5 Tips for Eating Healthy Fat without Getting Fat

That darn fat. It’s what we don’t want on our bodies, but it is a macronutrient (essential to life). There are different types of fats and some are great for our bodies and some are not. If we eat too much of any nutrient we can gain weight, but fat is the one that is the worst on the inside and out of our body.

 

Tip 1: Choose plant based fats and proteins over meat
Our country is not short on meat lovers. Just watch TV and you see meat lovers pizza and more! But animal meat has more of the harmful fats that we need to limit in our diet. Plant-based fats are (typically) healthier for our bodies inside and out. Olive oils, unsalted nuts like almonds and seeds and avocado are just a few with healthy fats.

 

 

 

Tip 2: Choose lean cuts of meat and poultry
If you are going to eat meat try things like high percentage lean meats. This would be meats that are 90% or leaner. Substitute turkey for beef, choose white breast chicken meat over thighs. Removing skins of the chicken and turkey before eating will also lower the fat content of the meat. If you cook the meat in your pan on the stove, drain the fat before adding the remaining meal components before you cook and eat.
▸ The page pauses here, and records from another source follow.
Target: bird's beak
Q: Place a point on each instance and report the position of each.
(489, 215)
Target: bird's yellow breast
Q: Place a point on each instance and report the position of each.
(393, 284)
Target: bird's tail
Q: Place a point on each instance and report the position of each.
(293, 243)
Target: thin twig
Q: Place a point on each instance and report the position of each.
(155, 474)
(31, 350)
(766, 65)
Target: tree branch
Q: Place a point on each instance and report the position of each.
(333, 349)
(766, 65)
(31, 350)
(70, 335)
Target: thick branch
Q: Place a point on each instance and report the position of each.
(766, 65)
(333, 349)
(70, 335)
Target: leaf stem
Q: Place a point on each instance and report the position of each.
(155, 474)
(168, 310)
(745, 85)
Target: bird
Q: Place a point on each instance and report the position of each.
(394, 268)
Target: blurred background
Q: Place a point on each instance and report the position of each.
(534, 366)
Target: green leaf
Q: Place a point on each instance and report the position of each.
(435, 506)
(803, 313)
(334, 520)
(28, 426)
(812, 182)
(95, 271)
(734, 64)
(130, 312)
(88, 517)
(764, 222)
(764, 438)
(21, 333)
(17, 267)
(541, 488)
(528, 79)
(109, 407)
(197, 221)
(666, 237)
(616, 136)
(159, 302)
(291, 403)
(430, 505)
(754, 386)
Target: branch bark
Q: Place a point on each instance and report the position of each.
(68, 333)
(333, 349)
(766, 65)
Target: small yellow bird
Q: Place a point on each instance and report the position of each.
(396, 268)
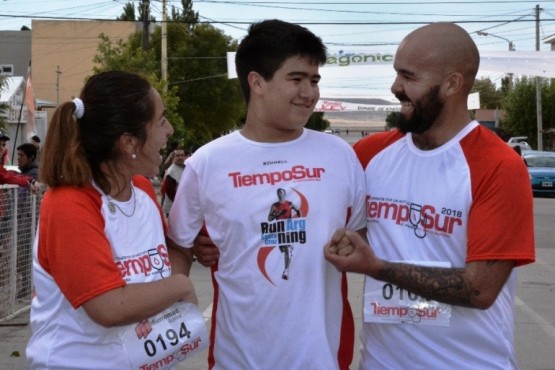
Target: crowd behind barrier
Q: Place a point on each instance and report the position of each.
(19, 211)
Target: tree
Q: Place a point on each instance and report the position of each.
(3, 106)
(490, 96)
(392, 119)
(128, 13)
(317, 122)
(520, 109)
(201, 102)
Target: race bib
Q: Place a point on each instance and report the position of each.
(387, 303)
(162, 341)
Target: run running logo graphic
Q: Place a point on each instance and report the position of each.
(285, 229)
(423, 219)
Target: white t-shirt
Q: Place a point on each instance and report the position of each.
(175, 172)
(468, 200)
(84, 248)
(279, 304)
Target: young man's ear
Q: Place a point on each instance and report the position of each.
(255, 81)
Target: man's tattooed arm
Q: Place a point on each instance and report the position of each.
(476, 285)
If you are going to choose meats, try grilling, steaming or baking it to keep the fat out of the cooking method.

 

 

 

Tip 3: Switch to seafood
Seafood has more positive fats versus the negative fats found in animal based products. Fish and things like shrimp and scallops are delicious and nutritious. You can use olive oil to cook and flavor the seafood with other herbs and spices as well. Adding these to a whole grain rice or pasta round out the fats for the meal.

Try baking your fish, grilling your fish or even steam it to make it a healthier option.

 

 

 

Tip 4: Understand the differences in fats when reading labels
Saturated fat and trans fat are the fats we do not want a lot of. These are primarily animal-product fats and a few other plant-based. They come from beef, butter, dairy, chicken fat, creams, shortening and certain other oils like coconut – even though it’s not animal.

Saturated fats work in combination with cholesterol to cause a thick substance that blocks arteries if overconsumed over time. Take a look at shortening in your cabinet or the store. It’s not liquid, is it? It’s solid even at room temperature. Understanding a label is important. If it has total fat of less than 5% this is considered low, and over 20% is high.

Monounsaturated and polyunsaturated are healthier fats. These are the fats in the olive oil, and some seafood listed above. These are generally liquid at room temperature.

Pesky trans fat – this is from partially hydrogenated oils. This is basically altered fat and is unstable in the body and can be very negative for heart health.

 

Tip 5: Limit desserts, snacks, and sweets
Of course, we know about the sugar content of these items, but they are also filled with fat typically and it’s usually saturated fat. Ice cream and butter on microwave popcorn are also examples of negative saturated fats. Again it’s about overconsumption. Be aware you can have these fats in your diet, but having them over a daily value on a daily basis is where things go wrong.

 

How much fat should we be eating? How does that compare to other nutrients?
An adult should be consuming between 20 and 35% of their daily calories from fat. This is the second highest macro percentage. It’s the second needed source of energy for our body after carbs. Children need slightly higher levels to build bodies at 25-35% of their daily calories and preschool age or younger children need 30-40% of their calories from fat.

Fat has twice the calories as carbs and protein – that’s why overconsumption can go so wrong with fats.

We do need fat in our body. It’s essential for proper growth and function of our cells helps with certain vitamin absorption and helps with blood clotting and nervous system function and more! We need it to cushion our organs and for healthy skin and hair.

 

 

So what’s the deal with low fat or nonfat products?
As with all our nutrients and macros, the right balance on a daily basis is what is important. Choosing low-fat products is helpful and will keep your daily value level. You might wonder about reports and information out there about those low-fat products being loaded “secretly” with sugar. This is generally not true, and if there is some type of added sugar (it’s on the label listed in the ingredients section) if you look at the full-fat counterpart it generally contains the same amount of sugar as the low fat. Thus if you are going to choose one of the two go for the lower fat, then you don’t have sugar and bad fat. How can you be sure what you are about to consume from a packaged or dairy product – read the label! Not just the values but the ingredients. The closer to the beginning of the list is a higher amount in the product and toward the end is more of a trace amount in the product.

How can you be sure what you are about to consume from a packaged or dairy product? Read the label! Not just the values but the ingredients. The closer to the beginning of the list is a higher amount in the product and toward the end is more of a trace amount in the product.